[llvm] 6fd0ae3 - [X86] combineScalarAndWithMaskSetcc - handle (concat_vectors (and (vYi1 setcc, vYi1 x), undef)) patterns

Fri Nov 25 03:29:08 PST 2022

Author: Simon Pilgrim
Date: 2022-11-25T11:16:24Z
New Revision: 6fd0ae39be79bdb686e4cc966e4cdee9950e2645

URL: https://github.com/llvm/llvm-project/commit/6fd0ae39be79bdb686e4cc966e4cdee9950e2645
DIFF: https://github.com/llvm/llvm-project/commit/6fd0ae39be79bdb686e4cc966e4cdee9950e2645.diff

LOG: [X86] combineScalarAndWithMaskSetcc - handle (concat_vectors (and (vYi1 setcc, vYi1 x), undef)) patterns

If one of the AND operands is a setcc then we're implicitly zeroing the upper mask bits

Similar pattern to regressions identified in D127115 (masked comparisons)

Added: 
    

Modified: 
    llvm/lib/Target/X86/X86ISelLowering.cpp
    llvm/test/CodeGen/X86/avx512vl-vec-masked-cmp.ll

Removed: 
    


################################################################################
diff  --git a/llvm/lib/Target/X86/X86ISelLowering.cpp b/llvm/lib/Target/X86/X86ISelLowering.cpp
index 53abc3d97ef1f..f293058abec0f 100644

--- a/llvm/lib/Target/X86/X86ISelLowering.cpp
+++ b/llvm/lib/Target/X86/X86ISelLowering.cpp
@@ -48647,18 +48647,27 @@ static SDValue combineScalarAndWithMaskSetcc(SDNode *N, SelectionDAG &DAG,
   SDValue SubVec = Src.getOperand(0);
   EVT SubVecVT = SubVec.getValueType();
 
-  // First subvector should be a setcc with a legal result type.
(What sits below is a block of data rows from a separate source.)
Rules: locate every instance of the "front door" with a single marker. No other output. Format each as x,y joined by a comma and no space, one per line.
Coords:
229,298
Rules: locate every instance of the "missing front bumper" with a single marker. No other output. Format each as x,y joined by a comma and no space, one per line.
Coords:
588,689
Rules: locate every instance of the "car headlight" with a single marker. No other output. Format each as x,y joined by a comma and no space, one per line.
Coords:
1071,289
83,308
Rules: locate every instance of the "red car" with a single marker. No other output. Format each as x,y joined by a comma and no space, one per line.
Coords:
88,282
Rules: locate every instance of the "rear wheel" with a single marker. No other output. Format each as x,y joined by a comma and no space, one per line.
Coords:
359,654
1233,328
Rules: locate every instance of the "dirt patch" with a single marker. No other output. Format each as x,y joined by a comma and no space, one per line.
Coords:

The RHS of the
-  // AND should be a mask with this many bits.
-  if (SubVec.getOpcode() != ISD::SETCC || !TLI.isTypeLegal(SubVecVT) ||
+  // The RHS of the AND should be a mask with as many bits as SubVec.
+  if (!TLI.isTypeLegal(SubVecVT) ||
       !C1->getAPIntValue().isMask(SubVecVT.getVectorNumElements()))
     return SDValue();
 
-  EVT SetccVT = SubVec.getOperand(0).getValueType();
-  if (!TLI.isTypeLegal(SetccVT) ||
-      !(Subtarget.hasVLX() || SetccVT.is512BitVector()))
-    return SDValue();
-
-  if (!(Subtarget.hasBWI() || SetccVT.getScalarSizeInBits() >= 32))
+  // First subvector should be a setcc with a legal result type or a
+  // AND containing at least one setcc with a legal result type.
+  auto IsLegalSetCC = [&](SDValue V) {
+    if (V.getOpcode() != ISD::SETCC)
+      return false;
+    EVT SetccVT = V.getOperand(0).getValueType();
+    if (!TLI.isTypeLegal(SetccVT) ||
+        !(Subtarget.hasVLX() || SetccVT.is512BitVector()))
+      return false;
+    if (!(Subtarget.hasBWI() || SetccVT.getScalarSizeInBits() >= 32))
+      return false;
+    return true;
+  };
+  if (!(IsLegalSetCC(SubVec) || (SubVec.getOpcode() == ISD::AND &&
+                                 (IsLegalSetCC(SubVec.getOperand(0)) ||
+                                  IsLegalSetCC(SubVec.getOperand(1))))))
     return SDValue();
 
   // We passed all the checks. Rebuild the concat_vectors with zeroes

diff  --git a/llvm/test/CodeGen/X86/avx512vl-vec-masked-cmp.ll b/llvm/test/CodeGen/X86/avx512vl-vec-masked-cmp.ll
index 5fa144c18022a..42ea007e07b97 100644
--- a/llvm/test/CodeGen/X86/avx512vl-vec-masked-cmp.ll
+++ b/llvm/test/CodeGen/X86/avx512vl-vec-masked-cmp.ll
@@ -1615,8 +1615,7 @@ define i32 @test_masked_vpcmpeqd_v4i1_v32i1_mask_i32(i32 %__u, <2 x i64> %__a, <
 ; VLX:       # %bb.0: # %entry
 ; VLX-NEXT:    kmovd %edi, %k1
 ; VLX-NEXT:    vpcmpeqd %xmm1, %xmm0, %k0 {%k1}
-; VLX-NEXT:    kmovd %k0, %eax
-; VLX-NEXT:    andl $15, %eax
+; VLX-NEXT:    kmovb %k0, %eax
 ; VLX-NEXT:    retq
 ;
 ; NoVLX-LABEL: test_masked_vpcmpeqd_v4i1_v32i1_mask_i32: